Por su parte el presidente del Centro Asturiano de Madrid anunció otro homenaje público de sus paisanos, con carácter regional, que no fue el único, puesto que en febrero de 1935, los periódicos volvieron a recoger la reseña de un acto más "el domingo día 10 a la una de la tarde y en el restaurante Biarritz" a instancias de la llamada Cooperativa de Despojos de Madrid, que quería reconocer así al letrado "sus éxitos en defensa de la clase". Luego, como ocurre con tantas biografías, la pista del hombre que no quiso ser minero se perdió entre las nieblas de la Guerra Civil.

Trasteando por Internet, he encontrado una esquela en la que se anuncia el fallecimiento en Madrid el 25 de diciembre de 1972 de un abogado llamado Benjamín Álvarez Suárez, sin aportar más datos ni el listado de sus familiares o benefactores. Por la fecha de la muerte podría tratarse de nuestro hombre, porque lo único que no pudo cambiar de su origen humilde fueron un nombre y unos apellidos tan comunes, que no podemos asegurarlo.
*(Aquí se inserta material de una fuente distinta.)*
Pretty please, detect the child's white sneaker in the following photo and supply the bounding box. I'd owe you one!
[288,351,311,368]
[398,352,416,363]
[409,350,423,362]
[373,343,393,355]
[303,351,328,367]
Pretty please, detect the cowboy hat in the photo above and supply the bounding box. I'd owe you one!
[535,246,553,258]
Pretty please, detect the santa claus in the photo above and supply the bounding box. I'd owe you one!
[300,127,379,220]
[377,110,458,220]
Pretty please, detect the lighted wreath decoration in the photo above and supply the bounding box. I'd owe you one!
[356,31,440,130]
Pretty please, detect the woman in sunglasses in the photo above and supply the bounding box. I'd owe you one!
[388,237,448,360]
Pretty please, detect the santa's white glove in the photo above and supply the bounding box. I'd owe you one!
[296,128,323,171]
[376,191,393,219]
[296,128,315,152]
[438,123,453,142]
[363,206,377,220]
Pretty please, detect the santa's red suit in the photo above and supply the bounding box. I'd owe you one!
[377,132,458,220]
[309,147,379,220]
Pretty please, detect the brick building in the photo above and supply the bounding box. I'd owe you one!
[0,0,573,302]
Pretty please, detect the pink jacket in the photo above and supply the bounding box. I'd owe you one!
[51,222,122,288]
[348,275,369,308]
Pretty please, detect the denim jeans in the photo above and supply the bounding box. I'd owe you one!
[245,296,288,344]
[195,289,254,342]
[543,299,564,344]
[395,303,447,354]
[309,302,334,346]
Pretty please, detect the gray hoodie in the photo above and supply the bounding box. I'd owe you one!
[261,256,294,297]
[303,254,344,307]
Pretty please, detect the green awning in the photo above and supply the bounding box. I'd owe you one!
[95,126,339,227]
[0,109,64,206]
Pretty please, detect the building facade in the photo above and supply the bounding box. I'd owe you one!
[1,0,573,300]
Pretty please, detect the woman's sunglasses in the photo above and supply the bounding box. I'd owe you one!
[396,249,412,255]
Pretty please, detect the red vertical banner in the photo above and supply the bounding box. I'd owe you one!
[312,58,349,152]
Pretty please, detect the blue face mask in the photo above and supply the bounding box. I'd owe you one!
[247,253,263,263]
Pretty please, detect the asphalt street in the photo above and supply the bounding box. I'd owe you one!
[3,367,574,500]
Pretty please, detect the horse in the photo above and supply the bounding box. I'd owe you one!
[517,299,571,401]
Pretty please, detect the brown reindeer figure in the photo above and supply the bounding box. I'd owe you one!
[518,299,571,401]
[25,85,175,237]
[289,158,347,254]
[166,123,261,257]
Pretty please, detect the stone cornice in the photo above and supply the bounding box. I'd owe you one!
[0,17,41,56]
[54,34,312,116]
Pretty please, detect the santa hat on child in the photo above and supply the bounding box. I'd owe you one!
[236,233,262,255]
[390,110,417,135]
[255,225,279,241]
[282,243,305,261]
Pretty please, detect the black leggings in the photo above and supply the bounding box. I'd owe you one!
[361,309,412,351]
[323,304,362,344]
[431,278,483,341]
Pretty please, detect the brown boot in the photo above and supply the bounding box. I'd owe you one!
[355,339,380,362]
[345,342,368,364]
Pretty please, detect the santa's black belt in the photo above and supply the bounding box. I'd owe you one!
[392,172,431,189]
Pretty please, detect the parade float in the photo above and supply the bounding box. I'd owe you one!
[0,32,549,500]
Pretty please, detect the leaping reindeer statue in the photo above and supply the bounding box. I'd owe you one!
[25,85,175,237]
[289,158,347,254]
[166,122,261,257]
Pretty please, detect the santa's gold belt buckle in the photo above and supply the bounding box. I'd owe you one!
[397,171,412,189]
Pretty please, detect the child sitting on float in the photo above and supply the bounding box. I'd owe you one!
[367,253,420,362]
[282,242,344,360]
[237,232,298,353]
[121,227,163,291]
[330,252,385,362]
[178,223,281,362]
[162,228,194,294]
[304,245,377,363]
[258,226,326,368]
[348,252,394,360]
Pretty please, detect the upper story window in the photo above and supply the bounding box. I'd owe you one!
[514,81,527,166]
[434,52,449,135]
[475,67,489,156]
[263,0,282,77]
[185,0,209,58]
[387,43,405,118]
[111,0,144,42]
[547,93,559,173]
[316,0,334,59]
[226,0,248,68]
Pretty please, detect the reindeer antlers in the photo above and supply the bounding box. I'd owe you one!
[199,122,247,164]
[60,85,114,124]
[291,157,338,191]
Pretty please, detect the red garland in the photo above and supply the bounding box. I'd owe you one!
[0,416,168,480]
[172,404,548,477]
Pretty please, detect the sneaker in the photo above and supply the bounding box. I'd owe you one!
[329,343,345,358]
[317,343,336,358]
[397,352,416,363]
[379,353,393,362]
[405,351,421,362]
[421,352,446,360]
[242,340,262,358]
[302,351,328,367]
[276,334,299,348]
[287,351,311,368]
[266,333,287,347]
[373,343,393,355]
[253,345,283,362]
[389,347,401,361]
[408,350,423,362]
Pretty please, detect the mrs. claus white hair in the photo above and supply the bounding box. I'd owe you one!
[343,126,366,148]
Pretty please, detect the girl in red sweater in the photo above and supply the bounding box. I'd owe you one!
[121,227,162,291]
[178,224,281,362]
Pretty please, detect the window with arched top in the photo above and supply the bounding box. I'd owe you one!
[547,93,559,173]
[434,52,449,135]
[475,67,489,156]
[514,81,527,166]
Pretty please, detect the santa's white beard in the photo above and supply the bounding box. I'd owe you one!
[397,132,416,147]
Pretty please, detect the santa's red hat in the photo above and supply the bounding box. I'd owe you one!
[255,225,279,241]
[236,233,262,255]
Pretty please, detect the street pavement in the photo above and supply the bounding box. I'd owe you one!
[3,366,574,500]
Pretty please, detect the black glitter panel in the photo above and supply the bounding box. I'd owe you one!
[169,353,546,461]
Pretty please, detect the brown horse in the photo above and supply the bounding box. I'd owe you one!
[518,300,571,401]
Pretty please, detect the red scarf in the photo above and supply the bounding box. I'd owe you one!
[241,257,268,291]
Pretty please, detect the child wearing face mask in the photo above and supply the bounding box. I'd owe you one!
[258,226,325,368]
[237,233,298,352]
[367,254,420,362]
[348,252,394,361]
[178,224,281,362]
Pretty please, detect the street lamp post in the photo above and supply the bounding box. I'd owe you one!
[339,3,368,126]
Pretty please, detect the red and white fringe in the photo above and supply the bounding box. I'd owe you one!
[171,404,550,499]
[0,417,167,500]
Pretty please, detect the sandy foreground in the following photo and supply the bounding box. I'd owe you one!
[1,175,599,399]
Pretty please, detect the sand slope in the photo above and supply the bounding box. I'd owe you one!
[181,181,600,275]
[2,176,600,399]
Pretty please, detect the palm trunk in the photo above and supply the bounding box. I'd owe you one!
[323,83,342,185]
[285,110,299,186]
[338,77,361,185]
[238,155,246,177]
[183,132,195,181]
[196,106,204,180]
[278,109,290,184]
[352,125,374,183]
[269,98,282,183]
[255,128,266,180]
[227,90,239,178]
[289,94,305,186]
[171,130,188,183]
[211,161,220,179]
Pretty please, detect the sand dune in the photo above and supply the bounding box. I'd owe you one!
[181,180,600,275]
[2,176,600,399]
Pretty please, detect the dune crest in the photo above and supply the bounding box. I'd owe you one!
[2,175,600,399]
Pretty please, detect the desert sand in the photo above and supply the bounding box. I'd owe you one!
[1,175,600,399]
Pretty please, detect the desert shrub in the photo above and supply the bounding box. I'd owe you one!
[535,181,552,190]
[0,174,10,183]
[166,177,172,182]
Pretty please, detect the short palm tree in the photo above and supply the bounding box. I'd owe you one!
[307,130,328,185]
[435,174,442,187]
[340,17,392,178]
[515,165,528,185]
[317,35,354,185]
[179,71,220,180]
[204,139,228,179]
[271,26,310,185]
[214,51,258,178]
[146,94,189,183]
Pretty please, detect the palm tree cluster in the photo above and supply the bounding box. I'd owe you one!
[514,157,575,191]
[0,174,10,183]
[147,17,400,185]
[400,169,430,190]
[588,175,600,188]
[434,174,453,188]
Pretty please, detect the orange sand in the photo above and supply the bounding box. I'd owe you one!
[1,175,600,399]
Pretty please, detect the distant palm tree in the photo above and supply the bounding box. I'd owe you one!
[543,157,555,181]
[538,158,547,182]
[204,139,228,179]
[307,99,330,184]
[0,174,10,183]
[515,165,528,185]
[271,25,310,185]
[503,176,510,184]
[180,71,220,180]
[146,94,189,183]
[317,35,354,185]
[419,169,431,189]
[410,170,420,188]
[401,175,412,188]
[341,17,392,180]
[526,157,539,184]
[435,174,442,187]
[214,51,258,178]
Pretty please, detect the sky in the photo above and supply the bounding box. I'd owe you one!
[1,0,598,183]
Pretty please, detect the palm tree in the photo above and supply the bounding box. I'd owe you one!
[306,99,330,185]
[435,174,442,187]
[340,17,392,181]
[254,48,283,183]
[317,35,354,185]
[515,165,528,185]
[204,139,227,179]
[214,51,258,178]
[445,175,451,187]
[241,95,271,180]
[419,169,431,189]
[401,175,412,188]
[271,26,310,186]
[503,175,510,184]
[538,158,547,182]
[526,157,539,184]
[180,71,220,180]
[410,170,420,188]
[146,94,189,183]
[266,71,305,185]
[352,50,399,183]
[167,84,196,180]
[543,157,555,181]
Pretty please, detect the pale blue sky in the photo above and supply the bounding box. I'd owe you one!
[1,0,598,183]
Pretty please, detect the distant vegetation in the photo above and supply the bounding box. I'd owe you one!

Si lo confirmásemos, quedaría probado que siguió ejerciendo libremente durante el franquismo, lo que no sería extraño, ya que uno de los protectores de su época de estudiante, Felipe Clemente de Diego, se convirtió en presidente del Tribunal Supremo de Justicia en la posguerra y pudo llamarlo a su lado. Seguro que alguien todavía nos puede sacar de dudas.